Purpose:
The aim of this study is to introduce the optimization method of CT parameters to reduce patient radiation exposure in bone SPECT/CT while maintaining image quality. The results of the new protocol were then compared to the results of the standard protocol saved in the nuclear medicine department`s data at King Abdullah Medical City.
Methodology:
First part: Using Deluxe Jaszczak Phantom. The cylindrical phantom consisted of six bottles in a pie arrangement. These bottles were placed in the source tank. SPECT/CT scans were carried out with different x-ray tube current values (10, 20, 30, 40, 50, and 60 mA) at three different slices of thicknesses (2.5, 3.75, and 5mm). The contrast ratio (CR) and coefficients of variation (COV) in the SPECT images as well as the signal-to-noise ratio (SNR) and were all measured. An optimal acquisition protocol of SPECT/CT images with no artifacts on both CT and SPECT images, and acceptable CR, COV, and SNR values were obtained.
Second part: The study was done on patients who required a SPECT/CT bone scan of the spine area (thoracic spine (T1-T12) and lumbar spine (L1-L5)). Some patients were excluded from this study because of the image quality that was affected by several factors.
Different parameters obtained from the new reduced protocol were compared to old historical data saved in the system for patients who did the same image using the old standard protocol. The difference between the two systems was only in the current of the X-ray tube (the old 60 mA versus the new 40 mA).
Result:
The optimal set of parameters for bone SPECT/CT was determined based on a phantom part that has been implemented in clinical practice. Two groups of patients were examined according to the baseline and optimized protocols, respectively.

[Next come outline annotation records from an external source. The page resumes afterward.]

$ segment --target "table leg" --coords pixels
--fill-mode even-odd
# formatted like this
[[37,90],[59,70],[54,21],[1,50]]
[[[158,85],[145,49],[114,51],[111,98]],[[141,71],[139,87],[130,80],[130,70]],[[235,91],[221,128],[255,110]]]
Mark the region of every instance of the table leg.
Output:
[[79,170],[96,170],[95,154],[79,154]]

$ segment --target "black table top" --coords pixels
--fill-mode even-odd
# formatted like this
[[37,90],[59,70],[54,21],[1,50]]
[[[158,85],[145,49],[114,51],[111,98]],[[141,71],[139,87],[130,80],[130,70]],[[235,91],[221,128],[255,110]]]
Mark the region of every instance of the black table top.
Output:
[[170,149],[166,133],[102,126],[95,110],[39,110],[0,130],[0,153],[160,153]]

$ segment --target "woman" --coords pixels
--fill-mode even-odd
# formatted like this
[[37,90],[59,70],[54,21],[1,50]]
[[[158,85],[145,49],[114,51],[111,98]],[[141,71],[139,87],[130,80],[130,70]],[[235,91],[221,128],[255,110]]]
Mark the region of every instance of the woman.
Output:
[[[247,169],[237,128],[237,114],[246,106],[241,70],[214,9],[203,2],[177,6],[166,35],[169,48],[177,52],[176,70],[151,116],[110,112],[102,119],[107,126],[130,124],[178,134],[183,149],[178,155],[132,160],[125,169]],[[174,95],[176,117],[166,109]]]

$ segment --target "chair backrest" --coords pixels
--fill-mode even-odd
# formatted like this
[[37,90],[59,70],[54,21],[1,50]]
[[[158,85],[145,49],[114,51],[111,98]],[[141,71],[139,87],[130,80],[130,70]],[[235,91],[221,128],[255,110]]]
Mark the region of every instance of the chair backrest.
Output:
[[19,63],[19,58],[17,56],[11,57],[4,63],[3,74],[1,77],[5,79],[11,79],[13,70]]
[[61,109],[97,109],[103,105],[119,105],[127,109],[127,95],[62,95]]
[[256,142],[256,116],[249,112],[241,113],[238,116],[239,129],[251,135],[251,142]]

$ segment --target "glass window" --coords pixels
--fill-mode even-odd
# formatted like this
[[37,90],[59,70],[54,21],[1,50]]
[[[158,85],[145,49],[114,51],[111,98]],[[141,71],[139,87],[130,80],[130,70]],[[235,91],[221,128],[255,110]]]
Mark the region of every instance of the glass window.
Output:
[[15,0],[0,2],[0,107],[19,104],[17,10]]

The new SPECT/CT protocol substantially reduced patients’ radiation exposure as compared to the old protocol, while also maintaining the required diagnostic quality of SPECT and CT images.
Conclusions:
The newly established bone scan SPECT/CT protocol was implemented into clinical practice. It has significantly reduced patients’ exposure dose as compared to the old protocol while maintaining the required diagnostic quality of SPECT and CT images.